Birk, 35, mulled over retirement options after last season, his third straight year with the Ravens without missing a single start.
On March 16 he signed a three-year deal to return, deciding to put off spending more time with his wife and six children in Minnesota to continue to do what he loves in playing football and chasing a Super Bowl ring.
"It's never been a passion thing," Birk said of his decision to return. "I wanted to feel physically well enough to play. It's not fair to the team, it's not fair to anybody to come back if you don't physically feel you can do it or aren't mentally bought in. I think you have to physically feel good to mentally be able to do it."
Birk had to have his knee drained weekly during the 2010 season. This offseason, there were no major health fixes. Though asked if last year was easier on his body, he didn't really buy in.
He said it's simply a rough game and that part of the mental and physical challenge is "embracing the grind."
"Some days you feel good and some days you don't," Birk said. "I've come to terms with the fact that I'm not 25. It's different being an older player, but that's OK. When people call you old in this league, that's a compliment."
Head Coach John Harbaugh expressed to Birk months ago that it would be nice to have him around the facility during the voluntary sessions. Birk, who is naturally a gym rat, is respecting that request. He will be between the training facility and his home in Minnesota this offseason.
For him personally, it's a matter of knocking off the rust.

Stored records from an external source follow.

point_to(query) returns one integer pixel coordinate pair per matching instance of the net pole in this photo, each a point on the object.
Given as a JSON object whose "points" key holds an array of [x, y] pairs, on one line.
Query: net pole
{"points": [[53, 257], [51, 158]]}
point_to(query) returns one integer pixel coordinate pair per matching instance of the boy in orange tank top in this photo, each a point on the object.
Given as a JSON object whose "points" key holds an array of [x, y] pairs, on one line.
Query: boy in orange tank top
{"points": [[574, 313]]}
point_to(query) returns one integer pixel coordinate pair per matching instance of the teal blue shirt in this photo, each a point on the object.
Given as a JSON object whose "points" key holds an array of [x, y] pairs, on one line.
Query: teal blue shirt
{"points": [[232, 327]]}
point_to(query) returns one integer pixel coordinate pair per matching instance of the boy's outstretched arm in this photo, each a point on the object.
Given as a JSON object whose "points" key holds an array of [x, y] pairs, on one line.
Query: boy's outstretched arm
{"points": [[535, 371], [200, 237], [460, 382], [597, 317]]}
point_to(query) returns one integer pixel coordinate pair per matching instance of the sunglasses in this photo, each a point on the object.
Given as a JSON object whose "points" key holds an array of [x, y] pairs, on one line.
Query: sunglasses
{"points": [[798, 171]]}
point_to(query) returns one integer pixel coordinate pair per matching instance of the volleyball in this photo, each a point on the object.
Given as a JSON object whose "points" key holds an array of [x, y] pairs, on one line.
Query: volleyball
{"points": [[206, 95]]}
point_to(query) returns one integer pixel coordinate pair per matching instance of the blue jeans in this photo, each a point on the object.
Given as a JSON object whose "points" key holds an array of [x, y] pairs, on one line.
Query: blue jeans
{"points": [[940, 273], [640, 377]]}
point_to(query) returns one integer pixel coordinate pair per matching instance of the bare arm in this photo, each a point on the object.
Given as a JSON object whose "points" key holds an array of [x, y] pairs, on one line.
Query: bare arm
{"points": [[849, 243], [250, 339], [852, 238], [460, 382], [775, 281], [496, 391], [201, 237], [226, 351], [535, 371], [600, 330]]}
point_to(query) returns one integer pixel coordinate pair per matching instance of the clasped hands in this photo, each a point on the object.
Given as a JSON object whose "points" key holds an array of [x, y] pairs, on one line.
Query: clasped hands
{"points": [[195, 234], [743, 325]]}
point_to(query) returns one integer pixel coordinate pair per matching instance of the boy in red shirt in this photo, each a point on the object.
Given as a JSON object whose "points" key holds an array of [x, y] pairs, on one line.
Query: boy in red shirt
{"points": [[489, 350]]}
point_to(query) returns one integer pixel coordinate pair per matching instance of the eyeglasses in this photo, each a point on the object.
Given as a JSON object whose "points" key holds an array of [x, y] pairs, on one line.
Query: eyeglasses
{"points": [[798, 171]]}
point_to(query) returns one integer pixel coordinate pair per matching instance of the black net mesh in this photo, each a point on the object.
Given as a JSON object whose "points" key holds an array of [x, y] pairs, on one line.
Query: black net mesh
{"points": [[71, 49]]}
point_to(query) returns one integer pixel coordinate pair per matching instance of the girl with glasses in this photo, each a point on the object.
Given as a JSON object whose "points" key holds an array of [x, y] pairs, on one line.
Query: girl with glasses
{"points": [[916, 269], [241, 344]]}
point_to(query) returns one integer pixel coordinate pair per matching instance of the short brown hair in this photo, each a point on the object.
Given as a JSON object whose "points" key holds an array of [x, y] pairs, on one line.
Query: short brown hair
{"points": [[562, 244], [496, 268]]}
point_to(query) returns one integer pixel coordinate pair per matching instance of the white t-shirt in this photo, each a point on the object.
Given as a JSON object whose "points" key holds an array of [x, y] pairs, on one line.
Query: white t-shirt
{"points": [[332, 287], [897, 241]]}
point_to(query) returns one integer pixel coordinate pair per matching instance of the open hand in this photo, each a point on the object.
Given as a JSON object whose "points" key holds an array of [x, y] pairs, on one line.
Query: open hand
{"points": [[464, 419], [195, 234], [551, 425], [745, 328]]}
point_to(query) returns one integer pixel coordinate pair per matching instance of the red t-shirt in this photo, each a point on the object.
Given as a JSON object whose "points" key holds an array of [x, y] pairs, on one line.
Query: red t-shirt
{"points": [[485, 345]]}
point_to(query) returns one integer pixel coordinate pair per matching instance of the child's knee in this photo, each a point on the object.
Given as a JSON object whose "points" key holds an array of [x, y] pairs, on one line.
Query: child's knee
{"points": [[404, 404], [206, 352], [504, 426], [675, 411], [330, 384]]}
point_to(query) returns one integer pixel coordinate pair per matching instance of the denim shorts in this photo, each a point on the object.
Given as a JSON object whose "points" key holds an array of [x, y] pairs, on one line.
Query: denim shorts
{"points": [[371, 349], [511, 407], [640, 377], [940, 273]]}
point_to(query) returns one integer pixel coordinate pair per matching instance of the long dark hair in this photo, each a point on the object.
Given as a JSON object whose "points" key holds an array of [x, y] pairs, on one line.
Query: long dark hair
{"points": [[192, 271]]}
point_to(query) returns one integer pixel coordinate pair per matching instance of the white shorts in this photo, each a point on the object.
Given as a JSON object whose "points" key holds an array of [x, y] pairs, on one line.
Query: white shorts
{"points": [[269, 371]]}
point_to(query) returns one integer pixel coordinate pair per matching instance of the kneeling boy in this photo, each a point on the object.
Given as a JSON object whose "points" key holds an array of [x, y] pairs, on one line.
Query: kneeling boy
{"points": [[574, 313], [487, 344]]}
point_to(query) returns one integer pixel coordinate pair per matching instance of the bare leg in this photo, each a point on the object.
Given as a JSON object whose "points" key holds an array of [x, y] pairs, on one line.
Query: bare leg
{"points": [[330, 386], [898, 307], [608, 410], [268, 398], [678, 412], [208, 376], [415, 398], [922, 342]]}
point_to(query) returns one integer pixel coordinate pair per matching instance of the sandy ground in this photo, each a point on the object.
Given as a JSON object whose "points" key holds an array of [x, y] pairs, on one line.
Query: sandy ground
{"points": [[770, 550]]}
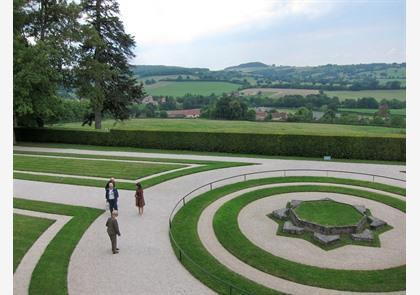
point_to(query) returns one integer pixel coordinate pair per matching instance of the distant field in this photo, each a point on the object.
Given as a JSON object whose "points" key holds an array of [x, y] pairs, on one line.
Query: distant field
{"points": [[400, 112], [160, 77], [278, 92], [378, 94], [246, 127], [181, 88]]}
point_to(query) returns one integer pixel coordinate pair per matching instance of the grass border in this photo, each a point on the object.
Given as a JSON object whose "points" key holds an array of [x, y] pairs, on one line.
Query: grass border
{"points": [[226, 227], [43, 225], [184, 231], [207, 166], [50, 273]]}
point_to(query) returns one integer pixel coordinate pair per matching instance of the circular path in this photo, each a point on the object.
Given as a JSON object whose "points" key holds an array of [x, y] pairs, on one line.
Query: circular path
{"points": [[261, 230], [146, 263]]}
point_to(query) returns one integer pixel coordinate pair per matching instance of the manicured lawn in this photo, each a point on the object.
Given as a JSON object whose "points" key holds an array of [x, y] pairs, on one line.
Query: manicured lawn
{"points": [[26, 230], [184, 231], [202, 125], [205, 166], [98, 168], [328, 213], [226, 227], [50, 274], [378, 94], [176, 89]]}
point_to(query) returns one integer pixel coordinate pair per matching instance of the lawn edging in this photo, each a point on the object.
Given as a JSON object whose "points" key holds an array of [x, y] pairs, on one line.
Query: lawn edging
{"points": [[184, 235], [226, 227], [50, 273]]}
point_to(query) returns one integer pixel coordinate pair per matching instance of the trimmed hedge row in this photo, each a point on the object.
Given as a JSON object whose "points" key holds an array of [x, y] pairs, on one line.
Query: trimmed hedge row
{"points": [[342, 147]]}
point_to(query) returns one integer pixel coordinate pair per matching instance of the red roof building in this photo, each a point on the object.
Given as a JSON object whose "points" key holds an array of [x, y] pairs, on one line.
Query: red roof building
{"points": [[192, 113]]}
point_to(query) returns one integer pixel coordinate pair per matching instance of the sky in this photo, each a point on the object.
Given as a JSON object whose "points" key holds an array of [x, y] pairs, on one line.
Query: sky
{"points": [[219, 33]]}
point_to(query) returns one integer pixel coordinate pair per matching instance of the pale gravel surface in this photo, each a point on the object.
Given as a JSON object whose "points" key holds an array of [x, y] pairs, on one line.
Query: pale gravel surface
{"points": [[261, 231], [146, 263], [22, 275], [213, 246]]}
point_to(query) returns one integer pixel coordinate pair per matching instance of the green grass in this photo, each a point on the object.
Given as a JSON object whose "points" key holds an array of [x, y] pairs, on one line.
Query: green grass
{"points": [[202, 125], [227, 230], [50, 274], [187, 152], [398, 112], [328, 213], [345, 239], [184, 230], [26, 230], [206, 166], [96, 168], [378, 94], [178, 89]]}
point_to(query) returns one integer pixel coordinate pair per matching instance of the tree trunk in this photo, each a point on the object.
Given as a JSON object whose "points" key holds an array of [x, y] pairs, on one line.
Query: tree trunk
{"points": [[14, 125], [98, 118]]}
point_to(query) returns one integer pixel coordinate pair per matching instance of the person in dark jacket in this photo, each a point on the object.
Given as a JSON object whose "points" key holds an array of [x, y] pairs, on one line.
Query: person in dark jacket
{"points": [[111, 180], [139, 198], [111, 195], [113, 230]]}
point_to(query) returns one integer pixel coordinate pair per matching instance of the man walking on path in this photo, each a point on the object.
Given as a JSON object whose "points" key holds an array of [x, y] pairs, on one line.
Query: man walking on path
{"points": [[113, 230], [111, 195]]}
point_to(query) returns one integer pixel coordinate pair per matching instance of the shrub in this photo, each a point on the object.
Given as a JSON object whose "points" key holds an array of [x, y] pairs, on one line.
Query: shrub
{"points": [[343, 147]]}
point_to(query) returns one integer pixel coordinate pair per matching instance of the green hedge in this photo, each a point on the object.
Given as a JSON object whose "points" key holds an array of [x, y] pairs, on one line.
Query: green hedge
{"points": [[341, 147]]}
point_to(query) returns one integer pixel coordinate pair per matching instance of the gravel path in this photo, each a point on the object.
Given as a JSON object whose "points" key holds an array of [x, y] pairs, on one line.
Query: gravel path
{"points": [[211, 243], [146, 263], [23, 273], [261, 230]]}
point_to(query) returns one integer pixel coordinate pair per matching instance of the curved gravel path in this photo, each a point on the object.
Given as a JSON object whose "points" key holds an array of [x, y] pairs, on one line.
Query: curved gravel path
{"points": [[23, 273], [146, 263], [261, 230], [208, 238]]}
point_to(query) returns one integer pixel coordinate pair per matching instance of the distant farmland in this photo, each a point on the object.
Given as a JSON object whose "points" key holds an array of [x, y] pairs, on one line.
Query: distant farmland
{"points": [[378, 94], [172, 88], [399, 112], [278, 92], [201, 125]]}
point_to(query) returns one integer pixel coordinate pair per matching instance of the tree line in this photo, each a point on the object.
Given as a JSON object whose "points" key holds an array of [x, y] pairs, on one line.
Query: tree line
{"points": [[82, 46]]}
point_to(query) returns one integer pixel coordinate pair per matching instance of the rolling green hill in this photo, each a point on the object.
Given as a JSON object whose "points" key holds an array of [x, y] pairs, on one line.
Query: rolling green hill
{"points": [[172, 88]]}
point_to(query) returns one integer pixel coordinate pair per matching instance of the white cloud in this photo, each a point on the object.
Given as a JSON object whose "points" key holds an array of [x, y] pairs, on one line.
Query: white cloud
{"points": [[166, 21]]}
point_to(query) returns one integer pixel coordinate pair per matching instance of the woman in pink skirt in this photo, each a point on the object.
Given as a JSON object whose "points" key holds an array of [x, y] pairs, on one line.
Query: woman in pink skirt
{"points": [[139, 198]]}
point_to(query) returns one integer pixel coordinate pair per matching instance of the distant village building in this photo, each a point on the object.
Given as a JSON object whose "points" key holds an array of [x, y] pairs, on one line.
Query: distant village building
{"points": [[149, 100], [162, 99], [189, 114], [282, 116], [260, 116]]}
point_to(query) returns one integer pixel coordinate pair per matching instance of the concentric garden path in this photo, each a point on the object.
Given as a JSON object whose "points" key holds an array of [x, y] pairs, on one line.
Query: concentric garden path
{"points": [[146, 263]]}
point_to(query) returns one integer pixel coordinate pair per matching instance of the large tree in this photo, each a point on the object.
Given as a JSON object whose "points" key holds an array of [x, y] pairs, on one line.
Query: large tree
{"points": [[44, 36], [104, 75]]}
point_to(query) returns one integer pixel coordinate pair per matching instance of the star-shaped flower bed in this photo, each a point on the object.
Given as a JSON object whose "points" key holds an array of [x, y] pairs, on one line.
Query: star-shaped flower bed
{"points": [[329, 224]]}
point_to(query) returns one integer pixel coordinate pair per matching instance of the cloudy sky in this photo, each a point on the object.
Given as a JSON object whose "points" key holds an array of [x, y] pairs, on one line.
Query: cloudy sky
{"points": [[220, 33]]}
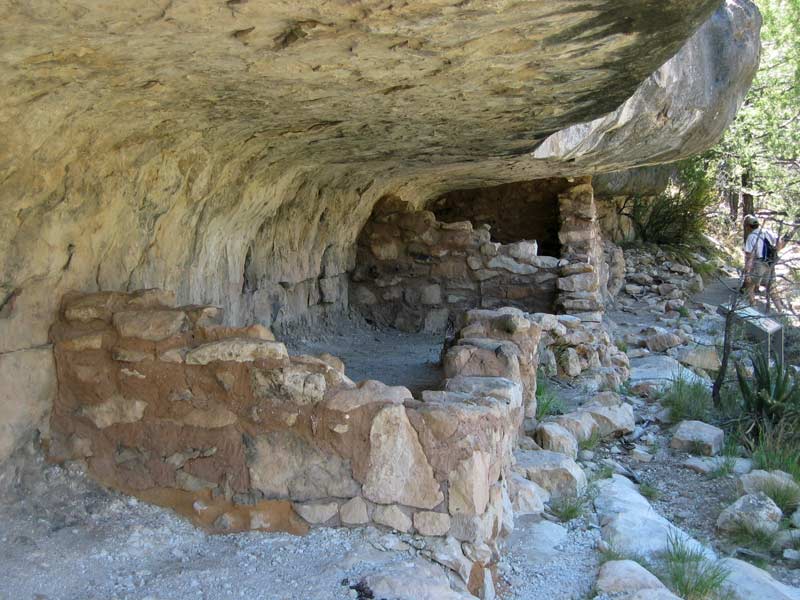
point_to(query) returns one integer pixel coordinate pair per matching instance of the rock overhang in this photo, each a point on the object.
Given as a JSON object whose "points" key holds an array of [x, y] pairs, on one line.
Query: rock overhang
{"points": [[173, 146]]}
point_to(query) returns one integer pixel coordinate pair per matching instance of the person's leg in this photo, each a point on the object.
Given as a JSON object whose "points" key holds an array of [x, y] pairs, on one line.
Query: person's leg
{"points": [[772, 290]]}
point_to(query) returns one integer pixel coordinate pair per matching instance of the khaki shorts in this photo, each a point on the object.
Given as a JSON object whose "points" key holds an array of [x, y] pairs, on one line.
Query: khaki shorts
{"points": [[759, 275]]}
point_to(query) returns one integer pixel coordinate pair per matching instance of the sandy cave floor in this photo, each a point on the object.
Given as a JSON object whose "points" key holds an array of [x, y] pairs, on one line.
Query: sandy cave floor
{"points": [[388, 355]]}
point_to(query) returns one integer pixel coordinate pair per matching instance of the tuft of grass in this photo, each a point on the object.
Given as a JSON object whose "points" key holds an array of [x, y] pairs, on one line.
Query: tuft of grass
{"points": [[749, 537], [786, 496], [648, 491], [591, 442], [689, 574], [547, 402], [568, 508], [612, 553], [777, 448], [688, 401], [604, 472], [696, 448], [724, 467]]}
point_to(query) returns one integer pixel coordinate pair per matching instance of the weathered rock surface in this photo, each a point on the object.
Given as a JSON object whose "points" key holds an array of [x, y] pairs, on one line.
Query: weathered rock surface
{"points": [[163, 167], [553, 471], [752, 512], [746, 581], [398, 468], [698, 437], [631, 526], [626, 576]]}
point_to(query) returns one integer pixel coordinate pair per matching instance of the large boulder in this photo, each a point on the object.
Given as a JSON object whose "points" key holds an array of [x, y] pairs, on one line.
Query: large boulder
{"points": [[752, 512], [558, 474], [182, 179], [698, 438]]}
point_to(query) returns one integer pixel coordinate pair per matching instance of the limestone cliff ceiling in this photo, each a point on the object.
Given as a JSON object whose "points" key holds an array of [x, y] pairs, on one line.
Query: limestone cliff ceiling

He joked that he's not like the "talented" guys who can step in from Day 1 and be ready to go.
But a large part of what Birk is also doing this summer is helping some of the younger members on the offensive line gel.
The Ravens have two drafted rookies on the offensive line in Kelechi Osemele and Gino Gradkowski, as well as second-year tackle/guard Jah Reid, who is going through his first full offseason.
One will likely end up starting to Birk's left at guard, and Gradkowski is generally regarded as Birk's understudy for the future.
"It's nice just getting around the guys, getting a feel for them and developing personal relationships. I guess it's a chemistry building process," Birk said.
"They're guys who have size, strength and explosion. They've got all those things. From what I've seen, what I understand, they're hard-working, right-way guys and that's what you have to be to play offensive line in this league."
Birk said he can envision the offensive line being stronger this year, despite the loss of Pro Bowler Ben Grubbs to New Orleans. Part of that task will be up to the youngsters to learn quickly and be able to step in if somebody goes down.
"The best thing for the team is to get everybody as good as they can get," Birk said. "You never know what's going to happen and who's going to play. Whichever seven or eight guys dress on game day, let's have the best seven or eight in the whole league."